Ma se queste sono le forme più o meno intellettualizzate della sindrome, c’è chi getta la maschera della diplomazia e della nuance e arriva al punto. È il caso della giornalista Stefania Maurizi, che in un impeto di sincerità disarmante, dichiara: “Sono un po’ delusa che l’Iran non abbia bombardato un po’ più di basi militari israeliane o magari anche una bella base militare americana in Italia, così, tanto per chiarire l’antifona.”
Qui, il salto di qualità è vertiginoso. Non siamo più nel campo della geopolitica da salotto o della fascinazione culturale. Siamo al tifo esplicito per un’aggressione militare contro il proprio paese o i suoi alleati. Il “dispiacere” della giornalista non è per le donne impiccate o per gli oppositori torturati, ma per la presunta inefficacia militare del regime. È il punto di arrivo della Sindrome di Stoccolma: la vittima non solo si innamora del carnefice, ma lo incita a essere più spietato, auspicando che una bomba sul suolo italiano possa finalmente “chiarire l’antifona” a chi, evidentemente, non ha ancora capito.
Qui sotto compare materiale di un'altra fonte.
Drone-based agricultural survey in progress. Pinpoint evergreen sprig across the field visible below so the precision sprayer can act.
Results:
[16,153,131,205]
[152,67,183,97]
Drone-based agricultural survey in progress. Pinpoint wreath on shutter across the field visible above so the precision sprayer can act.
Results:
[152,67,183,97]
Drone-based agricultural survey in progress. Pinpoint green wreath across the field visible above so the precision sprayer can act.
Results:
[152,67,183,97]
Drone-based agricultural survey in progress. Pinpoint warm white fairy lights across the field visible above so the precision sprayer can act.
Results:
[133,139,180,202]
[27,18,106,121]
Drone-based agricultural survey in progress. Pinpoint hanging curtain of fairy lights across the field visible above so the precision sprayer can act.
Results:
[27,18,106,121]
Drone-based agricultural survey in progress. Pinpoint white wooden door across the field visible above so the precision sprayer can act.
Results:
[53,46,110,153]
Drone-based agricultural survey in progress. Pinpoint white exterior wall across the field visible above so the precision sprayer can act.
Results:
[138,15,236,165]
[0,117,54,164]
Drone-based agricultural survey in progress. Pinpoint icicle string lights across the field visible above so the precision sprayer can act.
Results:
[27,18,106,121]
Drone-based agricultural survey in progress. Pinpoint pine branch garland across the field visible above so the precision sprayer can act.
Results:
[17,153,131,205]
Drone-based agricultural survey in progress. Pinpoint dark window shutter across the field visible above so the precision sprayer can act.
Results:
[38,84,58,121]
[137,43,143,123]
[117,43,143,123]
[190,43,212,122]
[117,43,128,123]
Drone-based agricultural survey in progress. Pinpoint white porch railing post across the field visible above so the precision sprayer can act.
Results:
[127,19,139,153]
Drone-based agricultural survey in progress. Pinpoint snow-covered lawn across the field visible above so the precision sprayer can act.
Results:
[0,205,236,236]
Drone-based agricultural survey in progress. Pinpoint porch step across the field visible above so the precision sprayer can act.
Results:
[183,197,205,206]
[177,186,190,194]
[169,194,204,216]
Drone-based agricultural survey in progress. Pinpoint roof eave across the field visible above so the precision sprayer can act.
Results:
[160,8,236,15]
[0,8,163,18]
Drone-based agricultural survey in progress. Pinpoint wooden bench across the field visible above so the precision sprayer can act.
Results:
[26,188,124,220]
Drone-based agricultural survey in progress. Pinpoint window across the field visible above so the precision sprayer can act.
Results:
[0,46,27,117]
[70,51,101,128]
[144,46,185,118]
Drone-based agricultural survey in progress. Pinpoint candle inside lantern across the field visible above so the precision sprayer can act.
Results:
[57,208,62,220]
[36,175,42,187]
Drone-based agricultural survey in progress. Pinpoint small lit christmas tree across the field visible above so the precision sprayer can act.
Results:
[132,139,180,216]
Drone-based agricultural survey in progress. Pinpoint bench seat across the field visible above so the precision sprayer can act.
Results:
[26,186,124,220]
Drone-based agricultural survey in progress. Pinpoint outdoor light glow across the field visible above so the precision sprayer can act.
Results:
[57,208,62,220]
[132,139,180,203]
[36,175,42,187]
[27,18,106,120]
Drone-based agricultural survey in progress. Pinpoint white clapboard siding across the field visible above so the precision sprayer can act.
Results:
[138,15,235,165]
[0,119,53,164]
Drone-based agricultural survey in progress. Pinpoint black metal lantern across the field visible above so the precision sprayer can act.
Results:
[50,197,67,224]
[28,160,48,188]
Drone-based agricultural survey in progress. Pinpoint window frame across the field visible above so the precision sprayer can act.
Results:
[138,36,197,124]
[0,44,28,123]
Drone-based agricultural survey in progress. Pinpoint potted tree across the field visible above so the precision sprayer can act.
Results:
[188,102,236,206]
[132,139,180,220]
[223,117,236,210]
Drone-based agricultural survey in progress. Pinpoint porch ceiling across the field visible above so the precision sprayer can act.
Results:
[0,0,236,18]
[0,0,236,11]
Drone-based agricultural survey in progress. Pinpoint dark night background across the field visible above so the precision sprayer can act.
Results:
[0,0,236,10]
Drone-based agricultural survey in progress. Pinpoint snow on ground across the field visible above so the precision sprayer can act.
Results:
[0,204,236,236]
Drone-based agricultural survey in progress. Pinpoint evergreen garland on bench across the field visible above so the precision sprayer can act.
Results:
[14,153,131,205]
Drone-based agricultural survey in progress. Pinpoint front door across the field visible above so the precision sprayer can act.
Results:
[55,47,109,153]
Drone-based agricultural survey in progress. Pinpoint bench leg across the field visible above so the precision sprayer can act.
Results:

Come si spiega questa strana attrazione? La brillante psicologa Phyllis Chesler, nel suo articolo fulminante già citato nell’ introduzione, ci offre una chiave di lettura spietata. Parlando delle giovani americane che tifano per Hamas, si chiede perché “donne così privilegiate ed istruite […] dovrebbero tifare per gli stupratori maschi e gli assassini maschi”. Forse, scrive, è la sindrome della “Bella che vuole domare la Bestia”. O forse, più cinicamente, è “opportunismo politico di persone privilegiate che si atteggiano come vittime-paria”. Phyllis Chesler
Questa tesi si salda perfettamente con la riflessione dello psicanalista Massimo Recalcati sulla fuga dalla libertà. Come il popolo ebraico nel deserto che rimpiange la schiavitù, forse c’è una parte dell’Occidente che, terrorizzata dalla “vertigine della libertà e della responsabilità”, cerca inconsciamente un Padrone.
Così, mentre le donne iraniane rischiano la vita, le ragazze e i ragazzi si guardano bene dal riprodurre in pubblico note diverse dalle musiche prodotte dal tar, il setar, il kamancheh, (guardatevi il fantastico film del regista iraniano Bahman Ghobadi “I gatti persiani”) le nostre opinioniste, al sicuro nelle loro democrazie, giocano a fare le analiste sofisticate. Vittime di una doppia sindrome, quella di Stoccolma e quella di una Stendhal perversa, si innamorano della “complessità” del mostro. Sono convinte di essere dalla parte giusta della storia mentre, nei fatti, forniscono alibi intellettuali a un sistema di morte, ipnotizzate dalla bruttezza che hanno scambiato per profondità.